CRISPY PARMESAN CHICKPEAS AND BAKED CHICKEN:

  • 1 15 oz can chickpeas (garbanzo beans)
  • 2 tablespoons avocado oil
  • 2 tablespoons shredded parmesan
  • 2 organic chicken breasts
  • Sea salt and black pepper
  • 1 teaspoon onion powder
  • 1 teaspoon garlic powder

AVOCADO CAESAR DRESSING:

  • 1 avocado, divided
  • 1/4 cup avocado oil mayonnaise
  • 1 teaspoon dijon mustard
  • 2 tablespoons lemon juice (about 1/2 a lemon)
  • 2 small garlic cloves
  • Sea salt and black pepper
  • 1/41/2 cup filtered water

KALE CAESAR SALAD:

  • 1 large bunch kale
  • Parmesan, to garnish

Instructions

  1. Preheat oven to 425 degrees F.
  2. Rinse and drain the chickpeas, then dry very well with a clean towel. Rinse the chicken breasts and dry them very well with a paper towel. Pound them if needed, so that the breasts are even in size. Add the chickpeas and chicken to a parchment-lined baking tray, then drizzle avocado oil over the chickpeas and chicken. Season with a pinch of salt and pepper, then sprinkle with onion and garlic powder, coating everything evenly. Sprinkle the parmesan over the chickpeas and toss to coat. If need be, use two baking trays, careful to not overcrowd the pan. Keep the chicken separate from the chickpeas, and try to spread the chickpeas out so they don’t touch. Roast in the oven for 20-25 minutes, or until the chickpeas are crispy and the chicken reaches 165-170 degrees F. Keep an eye on the chickpeas, making sure they don’t burn.
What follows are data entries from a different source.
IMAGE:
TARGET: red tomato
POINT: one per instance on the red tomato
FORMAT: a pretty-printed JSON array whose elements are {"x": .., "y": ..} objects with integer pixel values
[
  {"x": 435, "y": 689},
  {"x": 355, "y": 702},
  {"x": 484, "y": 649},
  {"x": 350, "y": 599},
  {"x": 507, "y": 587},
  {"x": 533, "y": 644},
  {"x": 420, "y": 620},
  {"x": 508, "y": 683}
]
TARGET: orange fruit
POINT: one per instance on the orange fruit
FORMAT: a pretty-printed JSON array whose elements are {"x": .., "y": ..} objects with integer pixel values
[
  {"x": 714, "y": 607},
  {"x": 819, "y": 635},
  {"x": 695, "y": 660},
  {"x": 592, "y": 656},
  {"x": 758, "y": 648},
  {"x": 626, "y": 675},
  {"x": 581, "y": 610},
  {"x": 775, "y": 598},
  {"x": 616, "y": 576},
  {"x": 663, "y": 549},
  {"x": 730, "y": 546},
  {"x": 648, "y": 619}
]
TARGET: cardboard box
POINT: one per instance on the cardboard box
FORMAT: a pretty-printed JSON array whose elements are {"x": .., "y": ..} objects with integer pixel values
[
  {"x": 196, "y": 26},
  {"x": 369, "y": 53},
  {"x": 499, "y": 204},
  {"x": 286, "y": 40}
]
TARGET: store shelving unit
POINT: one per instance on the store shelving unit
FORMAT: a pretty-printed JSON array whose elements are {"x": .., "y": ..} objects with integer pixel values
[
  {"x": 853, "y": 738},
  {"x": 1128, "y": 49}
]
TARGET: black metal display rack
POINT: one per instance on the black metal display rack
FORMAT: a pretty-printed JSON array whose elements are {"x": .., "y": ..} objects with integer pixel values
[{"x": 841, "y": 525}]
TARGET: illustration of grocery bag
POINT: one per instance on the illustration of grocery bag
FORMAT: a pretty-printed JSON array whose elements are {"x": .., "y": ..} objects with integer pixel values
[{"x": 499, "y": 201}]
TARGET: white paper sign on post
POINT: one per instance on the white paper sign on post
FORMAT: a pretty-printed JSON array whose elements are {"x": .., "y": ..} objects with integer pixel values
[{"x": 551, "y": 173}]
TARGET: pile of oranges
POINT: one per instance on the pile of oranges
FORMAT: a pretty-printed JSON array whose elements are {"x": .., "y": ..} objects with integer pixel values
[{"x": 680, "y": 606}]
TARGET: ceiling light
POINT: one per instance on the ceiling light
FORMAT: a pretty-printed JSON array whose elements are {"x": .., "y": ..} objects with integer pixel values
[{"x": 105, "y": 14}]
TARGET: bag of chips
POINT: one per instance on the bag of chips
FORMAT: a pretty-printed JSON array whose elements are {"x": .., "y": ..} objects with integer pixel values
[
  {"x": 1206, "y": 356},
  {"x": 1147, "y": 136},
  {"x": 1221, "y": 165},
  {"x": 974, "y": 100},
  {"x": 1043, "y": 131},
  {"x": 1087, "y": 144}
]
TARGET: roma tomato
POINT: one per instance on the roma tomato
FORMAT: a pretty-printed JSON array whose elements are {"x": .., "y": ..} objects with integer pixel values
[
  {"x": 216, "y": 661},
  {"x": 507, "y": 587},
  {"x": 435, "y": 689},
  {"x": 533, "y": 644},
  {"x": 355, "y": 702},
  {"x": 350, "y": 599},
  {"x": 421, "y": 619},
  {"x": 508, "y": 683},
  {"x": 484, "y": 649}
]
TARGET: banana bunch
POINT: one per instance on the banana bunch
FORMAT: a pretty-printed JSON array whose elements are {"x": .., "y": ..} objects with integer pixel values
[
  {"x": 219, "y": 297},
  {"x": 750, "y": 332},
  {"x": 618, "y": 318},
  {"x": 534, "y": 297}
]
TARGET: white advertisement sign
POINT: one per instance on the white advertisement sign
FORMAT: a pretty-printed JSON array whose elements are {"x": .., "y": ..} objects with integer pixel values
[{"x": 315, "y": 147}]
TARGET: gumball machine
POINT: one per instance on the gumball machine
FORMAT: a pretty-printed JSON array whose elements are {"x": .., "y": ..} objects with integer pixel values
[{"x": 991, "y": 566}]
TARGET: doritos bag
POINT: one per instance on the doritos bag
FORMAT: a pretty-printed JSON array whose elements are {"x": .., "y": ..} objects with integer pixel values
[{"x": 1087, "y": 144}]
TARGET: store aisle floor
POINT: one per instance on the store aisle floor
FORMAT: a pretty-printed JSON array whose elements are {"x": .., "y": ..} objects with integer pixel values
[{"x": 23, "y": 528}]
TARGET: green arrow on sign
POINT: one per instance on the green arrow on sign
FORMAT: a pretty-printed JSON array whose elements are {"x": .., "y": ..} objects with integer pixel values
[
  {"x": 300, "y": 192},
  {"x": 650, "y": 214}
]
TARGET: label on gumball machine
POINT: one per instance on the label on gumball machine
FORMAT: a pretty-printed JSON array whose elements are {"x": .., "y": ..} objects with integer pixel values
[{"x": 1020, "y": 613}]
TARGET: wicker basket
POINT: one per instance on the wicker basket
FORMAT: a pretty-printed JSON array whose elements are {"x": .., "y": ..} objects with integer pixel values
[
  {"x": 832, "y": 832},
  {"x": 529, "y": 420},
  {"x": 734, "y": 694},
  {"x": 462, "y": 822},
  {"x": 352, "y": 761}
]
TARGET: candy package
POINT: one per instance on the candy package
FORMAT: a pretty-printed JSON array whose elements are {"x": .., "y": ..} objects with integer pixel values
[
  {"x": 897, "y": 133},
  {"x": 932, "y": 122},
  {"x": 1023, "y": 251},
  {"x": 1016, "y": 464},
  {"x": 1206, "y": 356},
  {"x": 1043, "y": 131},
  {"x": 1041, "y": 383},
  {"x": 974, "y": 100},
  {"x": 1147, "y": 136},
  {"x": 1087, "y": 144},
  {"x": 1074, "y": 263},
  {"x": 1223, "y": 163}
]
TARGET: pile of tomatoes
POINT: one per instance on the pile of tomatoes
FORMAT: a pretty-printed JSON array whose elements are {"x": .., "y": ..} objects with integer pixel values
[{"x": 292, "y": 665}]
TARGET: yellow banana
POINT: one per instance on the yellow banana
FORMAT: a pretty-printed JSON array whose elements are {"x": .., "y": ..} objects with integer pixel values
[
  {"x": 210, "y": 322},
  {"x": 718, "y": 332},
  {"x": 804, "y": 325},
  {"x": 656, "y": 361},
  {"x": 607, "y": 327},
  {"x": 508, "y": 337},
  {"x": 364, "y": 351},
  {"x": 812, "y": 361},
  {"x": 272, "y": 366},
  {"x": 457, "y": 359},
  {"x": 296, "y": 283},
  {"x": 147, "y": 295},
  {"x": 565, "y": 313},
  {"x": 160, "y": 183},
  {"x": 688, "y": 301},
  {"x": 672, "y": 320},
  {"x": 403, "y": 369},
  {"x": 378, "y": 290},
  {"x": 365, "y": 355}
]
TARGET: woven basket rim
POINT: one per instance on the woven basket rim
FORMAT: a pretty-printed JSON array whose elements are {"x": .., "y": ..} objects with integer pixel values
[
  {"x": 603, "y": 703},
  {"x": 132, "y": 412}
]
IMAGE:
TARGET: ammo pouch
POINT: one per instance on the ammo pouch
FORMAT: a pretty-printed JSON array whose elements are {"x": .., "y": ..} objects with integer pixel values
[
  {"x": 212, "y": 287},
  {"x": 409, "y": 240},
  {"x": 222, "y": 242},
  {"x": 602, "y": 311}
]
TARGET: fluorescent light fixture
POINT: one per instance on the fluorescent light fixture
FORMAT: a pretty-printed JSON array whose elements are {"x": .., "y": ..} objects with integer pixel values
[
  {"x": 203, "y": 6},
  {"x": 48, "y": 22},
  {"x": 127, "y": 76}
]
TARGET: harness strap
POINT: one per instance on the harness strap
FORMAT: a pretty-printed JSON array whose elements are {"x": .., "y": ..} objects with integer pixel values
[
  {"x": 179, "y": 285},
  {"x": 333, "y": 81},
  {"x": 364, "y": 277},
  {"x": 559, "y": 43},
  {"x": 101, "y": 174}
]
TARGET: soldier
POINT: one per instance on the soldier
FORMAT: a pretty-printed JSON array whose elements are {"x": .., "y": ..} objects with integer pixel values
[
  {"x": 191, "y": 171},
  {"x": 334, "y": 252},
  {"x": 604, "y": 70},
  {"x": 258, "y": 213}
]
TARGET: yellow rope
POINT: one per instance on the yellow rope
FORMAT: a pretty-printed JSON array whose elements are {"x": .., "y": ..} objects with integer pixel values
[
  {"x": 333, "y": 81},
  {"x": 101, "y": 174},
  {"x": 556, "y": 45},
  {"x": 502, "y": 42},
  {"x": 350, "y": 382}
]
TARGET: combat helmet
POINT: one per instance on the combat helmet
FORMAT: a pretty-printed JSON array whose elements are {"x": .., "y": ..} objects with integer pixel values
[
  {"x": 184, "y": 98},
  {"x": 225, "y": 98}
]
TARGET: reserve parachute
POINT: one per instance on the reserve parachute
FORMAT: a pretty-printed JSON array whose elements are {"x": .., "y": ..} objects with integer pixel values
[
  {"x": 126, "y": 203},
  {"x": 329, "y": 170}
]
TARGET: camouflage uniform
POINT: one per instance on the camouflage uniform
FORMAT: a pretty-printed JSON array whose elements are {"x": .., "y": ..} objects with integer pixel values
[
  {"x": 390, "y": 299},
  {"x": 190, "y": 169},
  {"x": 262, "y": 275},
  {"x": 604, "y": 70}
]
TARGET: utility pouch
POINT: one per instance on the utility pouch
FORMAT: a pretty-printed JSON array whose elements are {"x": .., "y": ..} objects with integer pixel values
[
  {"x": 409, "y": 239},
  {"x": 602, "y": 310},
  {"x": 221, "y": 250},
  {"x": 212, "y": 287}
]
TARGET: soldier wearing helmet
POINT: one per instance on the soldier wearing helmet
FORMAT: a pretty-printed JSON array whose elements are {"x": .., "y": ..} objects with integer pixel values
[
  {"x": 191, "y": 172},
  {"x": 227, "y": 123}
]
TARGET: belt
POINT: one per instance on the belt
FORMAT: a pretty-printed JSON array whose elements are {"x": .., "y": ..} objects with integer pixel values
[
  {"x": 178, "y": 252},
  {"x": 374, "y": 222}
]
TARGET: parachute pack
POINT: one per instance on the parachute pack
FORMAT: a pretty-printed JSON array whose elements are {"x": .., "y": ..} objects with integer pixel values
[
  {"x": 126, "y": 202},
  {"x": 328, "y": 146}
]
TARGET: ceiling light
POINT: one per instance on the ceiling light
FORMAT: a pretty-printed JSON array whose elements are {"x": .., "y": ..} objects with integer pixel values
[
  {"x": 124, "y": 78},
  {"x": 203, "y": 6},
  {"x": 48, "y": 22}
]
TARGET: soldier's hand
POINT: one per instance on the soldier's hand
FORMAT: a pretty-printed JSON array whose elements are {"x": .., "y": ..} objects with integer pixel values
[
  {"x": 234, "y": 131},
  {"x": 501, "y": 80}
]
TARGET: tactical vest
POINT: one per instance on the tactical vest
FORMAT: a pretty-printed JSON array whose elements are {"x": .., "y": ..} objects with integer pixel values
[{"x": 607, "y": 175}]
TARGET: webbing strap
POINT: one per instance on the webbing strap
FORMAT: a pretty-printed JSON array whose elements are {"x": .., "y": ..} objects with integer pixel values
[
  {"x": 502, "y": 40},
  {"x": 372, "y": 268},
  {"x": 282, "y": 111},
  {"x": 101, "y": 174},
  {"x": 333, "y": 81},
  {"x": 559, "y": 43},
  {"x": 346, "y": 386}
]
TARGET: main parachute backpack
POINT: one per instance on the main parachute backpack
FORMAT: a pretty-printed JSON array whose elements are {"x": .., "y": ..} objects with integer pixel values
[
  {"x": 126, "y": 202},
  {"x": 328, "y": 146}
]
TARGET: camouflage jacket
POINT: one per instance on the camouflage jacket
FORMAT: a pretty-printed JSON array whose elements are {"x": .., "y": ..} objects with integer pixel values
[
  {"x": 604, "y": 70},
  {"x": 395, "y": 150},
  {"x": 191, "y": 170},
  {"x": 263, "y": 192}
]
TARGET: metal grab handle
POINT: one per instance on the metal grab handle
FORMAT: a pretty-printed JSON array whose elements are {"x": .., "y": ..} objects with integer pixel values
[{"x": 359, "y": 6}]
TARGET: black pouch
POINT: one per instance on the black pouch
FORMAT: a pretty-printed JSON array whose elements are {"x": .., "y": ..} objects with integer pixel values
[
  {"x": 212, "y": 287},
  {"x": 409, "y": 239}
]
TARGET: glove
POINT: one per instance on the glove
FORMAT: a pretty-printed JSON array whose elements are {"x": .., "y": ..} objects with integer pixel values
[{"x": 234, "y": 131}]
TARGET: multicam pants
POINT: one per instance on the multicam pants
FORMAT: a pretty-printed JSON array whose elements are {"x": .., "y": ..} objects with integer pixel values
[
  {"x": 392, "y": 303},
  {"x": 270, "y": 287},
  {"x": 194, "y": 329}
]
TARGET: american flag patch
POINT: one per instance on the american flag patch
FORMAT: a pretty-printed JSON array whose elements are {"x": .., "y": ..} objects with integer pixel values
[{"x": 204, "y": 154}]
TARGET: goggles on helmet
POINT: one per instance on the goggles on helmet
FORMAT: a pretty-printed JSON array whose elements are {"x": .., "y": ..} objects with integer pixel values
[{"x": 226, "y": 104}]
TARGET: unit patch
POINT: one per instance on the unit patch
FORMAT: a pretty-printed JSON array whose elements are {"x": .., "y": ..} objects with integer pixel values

Toss them halfway through.
  3. While the chickpeas and chicken are roasting, prepare the dressing. In a blender or food processor, add 1/2 the avocado, the mayonnaise, dijon mustard, lemon juice, garlic, a pinch of salt and pepper, and 1/4 cup water. Blend, adding more water if needed, until it reaches a creamy consistency.
  4. Chop the kale into bite-sized pieces and add to a large bowl. Pour the dressing over the kale, reserving a bit for drizzling on top at the end, then massage the kale with your hands. This makes the kale a bit softer and more digestable.
  5. Remove the chickpeas and chicken from the oven. Let the chicken rest for 5-10 minutes before slicing. Portion out the salad and top with the sliced chicken, crispy chickpeas, the remaining 1/2 avocado, and parmesan, to garnish. Drizzle the remaining dressing. Enjoy!


Notes

Kale is on the Dirty Dozen List. Always try to opt for certified USDA organic ingredients to avoid toxic pesticides and additives.